Similar results were obtained for sweet peppers grown in the Negev Desert (Israel), where moderate shade (12-26%) resulted in increased yield and plant height.

The most promising option is the integration of agrovoltaics in those areas where supporting structures are already used (vineyards, intensive fruit growing, etc.). This approach is actively used by the French wine company "Sun’Agri". She expects that the application of APV in intensive fruit production and viticulture will lead to water savings, protection of fruits from sunburn, and preservation or even increase in yield by reducing losses due to extreme weather events (frost, hail, high winds).

This aspect may become even more relevant in the future in the main wine-growing regions, as the area suitable for viticulture is predicted to decline sharply by 2050 due to the effects of climate change.

A study modeling the APV potential of Indian grape farms found that these farms’ annual income could be increased 14 times compared to conventional farms without APV while maintaining grape yields.

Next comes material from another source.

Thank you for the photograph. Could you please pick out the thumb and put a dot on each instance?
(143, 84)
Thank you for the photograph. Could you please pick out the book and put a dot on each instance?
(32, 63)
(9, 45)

In general, despite the fact that at present agrovoltaics is mainly at the stage of research and testing of technologies, in the future APV can become an important component of the agricultural systems of the future, solving some current and future social and environmental problems, such as climate change, the growth of global demand on energy, food security and land use.

For Uzbekistan, taking into account its climatic conditions, it is important to conduct field research on the prospects for the introduction of agrovoltaki in densely populated and desert regions of the country.

If positive results are achieved, agrovoltaics can turn into an effective tool for raising agriculture to a qualitatively new level, rationalizing the use of declining water resources and developing a decentralized power supply system for the population, thereby increasing the country’s food and energy security.